Whatever the market historians say about the 2012 stock market years from now, they will certainly have to at least mention how difficult it was for those who practice tactical asset allocation. Not just difficult, actually it was a graveyard.
I’m going to show you why:
In 2012, there were very few ways to win and lots of ways to lose if you were doing any kind of market timing at all.
First of all, you had to have come into the year fully-invested, both barrels loaded. You also had to have been at least equal-weighted to Apple. Thus, if you had a value-bent (versus a growth-bent) to your allocation, you got smoked. The year’s gains are front-end loaded, which means if you lagged that January to April run, you almost never had a chance to catch up.
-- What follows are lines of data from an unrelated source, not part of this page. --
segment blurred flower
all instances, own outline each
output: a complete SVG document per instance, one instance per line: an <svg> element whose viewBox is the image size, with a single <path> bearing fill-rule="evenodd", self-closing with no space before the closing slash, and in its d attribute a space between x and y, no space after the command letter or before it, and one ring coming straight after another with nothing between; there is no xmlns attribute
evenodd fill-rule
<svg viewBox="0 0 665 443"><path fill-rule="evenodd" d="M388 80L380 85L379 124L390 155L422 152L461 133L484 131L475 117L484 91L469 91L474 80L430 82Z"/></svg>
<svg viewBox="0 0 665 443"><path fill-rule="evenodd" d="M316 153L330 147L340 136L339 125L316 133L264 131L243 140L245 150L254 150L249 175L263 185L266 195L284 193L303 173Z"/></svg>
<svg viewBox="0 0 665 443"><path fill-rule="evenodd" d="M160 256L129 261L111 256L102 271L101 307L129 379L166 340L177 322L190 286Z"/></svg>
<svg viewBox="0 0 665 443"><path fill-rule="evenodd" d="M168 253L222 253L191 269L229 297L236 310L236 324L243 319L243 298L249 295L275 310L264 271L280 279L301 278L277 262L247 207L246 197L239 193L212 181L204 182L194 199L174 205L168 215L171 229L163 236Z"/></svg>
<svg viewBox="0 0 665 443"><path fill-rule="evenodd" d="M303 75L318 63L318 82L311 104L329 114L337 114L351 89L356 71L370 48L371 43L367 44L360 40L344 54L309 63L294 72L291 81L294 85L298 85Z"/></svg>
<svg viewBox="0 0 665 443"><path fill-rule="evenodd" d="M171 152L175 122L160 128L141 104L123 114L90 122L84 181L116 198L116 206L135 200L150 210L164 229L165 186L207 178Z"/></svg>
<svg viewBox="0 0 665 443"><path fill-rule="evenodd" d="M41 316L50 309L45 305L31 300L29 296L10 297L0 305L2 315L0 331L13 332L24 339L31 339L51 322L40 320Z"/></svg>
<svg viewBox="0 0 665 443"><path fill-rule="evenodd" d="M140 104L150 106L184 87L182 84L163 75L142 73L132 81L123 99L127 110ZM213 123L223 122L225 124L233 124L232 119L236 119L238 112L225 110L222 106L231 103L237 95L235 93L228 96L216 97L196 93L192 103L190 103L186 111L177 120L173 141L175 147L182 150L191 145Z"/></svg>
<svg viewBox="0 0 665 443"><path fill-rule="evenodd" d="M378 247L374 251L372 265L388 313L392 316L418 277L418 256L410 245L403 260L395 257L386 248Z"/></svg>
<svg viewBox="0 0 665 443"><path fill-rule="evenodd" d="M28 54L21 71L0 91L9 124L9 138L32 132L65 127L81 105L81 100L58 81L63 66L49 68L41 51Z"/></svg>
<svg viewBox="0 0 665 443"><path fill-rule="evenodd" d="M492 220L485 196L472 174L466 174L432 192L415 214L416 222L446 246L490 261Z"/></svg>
Second, there were two major fakeouts for those employing a 200-day or ten-month moving average as a buy/sell signal. The Spring sell-off, driven by Europe, culminated in one of the nastiest bull reversals I’ve ever seen. You got taken out of stocks only to watch a V-shaped snapback humiliate you within hours – not days but hours! It was insane.
By September, the performance chase had pushed the market to a new year high, only to suck everyone back in right before the fiscal cliff / global recession zeitgeist started to make itself felt again. A horrible earnings season in which “uncertainly” punctuated every conversation had ended with a second fakeout for the tacticians to impale themselves on. Just when it looked as though we were finally going to get a real correction and stocks had broken below the 200-day, the unthinkable happened: The light-volume and shortened holiday week saw one of the most incendiary stock market runs of all time. In three-and-a-half days the S&P had gained back almost the entire correction in a run that seemingly included no one. Apple alone had ripped from 505 to 590 within what seemed like seconds! Forgetaboutit!
Once again, trend-followers and timers got smoked before they even knew what had happened. In the time it takes you to open the Yahoo Finance app on your iPad, the reversal had beclowned all but the buy-and-holders.
Many years from now, people will see the 2012 stock market’s 15% return in a box on one of those periodic tables of asset class returns and they’ll say, “Hey, 15%, that was a good year.” They will have no idea how terribly tough a year it was for anyone who wasn’t aggressively long Apple from January through the spring.
And here’s the worst part, this couldn’t have happened at a worst time for tactical managers – just when their premise was finally coming into its own among Wall Street traditionalists, it’s been cut down. As a well-known drunk driver and sometime singer-songwriter once said, only the good die young.
Now let me take one step back for a moment – the events of 2007-2009 proved to the investing public that buy-and-hold wasn’t a legitimate strategy for their retirement assets anymore. This meant much recrimination of the fully-invested-always strategies that have dominated the asset management and retirement investing complex for decades. The money was pulled away from those who sat fully-loaded for the peak-to-trough 57% drop in the S&P.
But in the investment management biz, when a door is slammed shut, a window is opened.
Enter the Tactical Asset Manager with an idea that appeared to have been perfectly suited for a generation of jittery, post-traumatic stress disordered investors. Some of these tactical managers had track records that had shone like diamonds versus the 3- and 5- year numbers for the benchmark S&P. Most of them, however, did not even exist prior to the crash. It didn’t matter, investors grabbed them up like Winona Ryder in a dimly-lit department store.
Jason Zweig at the Wall Street Journal looked at the the 42 mutual funds that label themselves as tactical asset allocators earlier this month (see: How Practical is Tactical?). He had trouble finding anything positive to say about them as a group. First, he found that of the 42, only 8 of them had been around prior to 2007. In addition, this category of funds had raised 20% of its $4.3 billion in AUM in 2012 alone. And as with any investing craze, the results have not been great:
As usual, investors appear to have stampeded into a trend at an inopportune time. Mutual funds with “tactical” in their name are up 6.9% this year—an average of five percentage points less than the various indexes they follow, according to Morningstar. Over the past three years, these funds have gained an annual average of 4.9%, or more than six points a year behind their benchmarks.
Now of course, the tactical managers will retort with the following:
1. We’re not designed to outperform in every environment
2. We’re seeking a return with lower-volatility than the overall market, which means giving up some upside sometimes.
3. Had the markets been substantially lower rather than higher in the last 12 months, this article would never have been written.
4. Tactical is only meant to represent a sleeve of a total portfolio, not the entire strategy.
5. One or two years do not accurately reflect the true advantage of Tactical over time.
6. We’ll get ’em next year.
Now of course, these are all legitimate points to varying degree. Many investors will remain somewhat tactical and allow these funds and vehicles more time for this promise to bear itself out. But many won’t.
In addition, now that the 3-year numbers begin to look unfavorable versus the benchmark S&P, you’ll also see much less capital allocated toward them. These are the facts. Don’t be surprised if 2012 ends up being the year that killed a few of these things dead given the massive underperformance.
My guess is that balanced funds become the beneficiary of this. The return + volatility of a combination stock/bond fund will look like a vastly superior option to the tactical allocator and in many cases its expenses and turnover will put it over the top. Another door slammed shut, another window opened.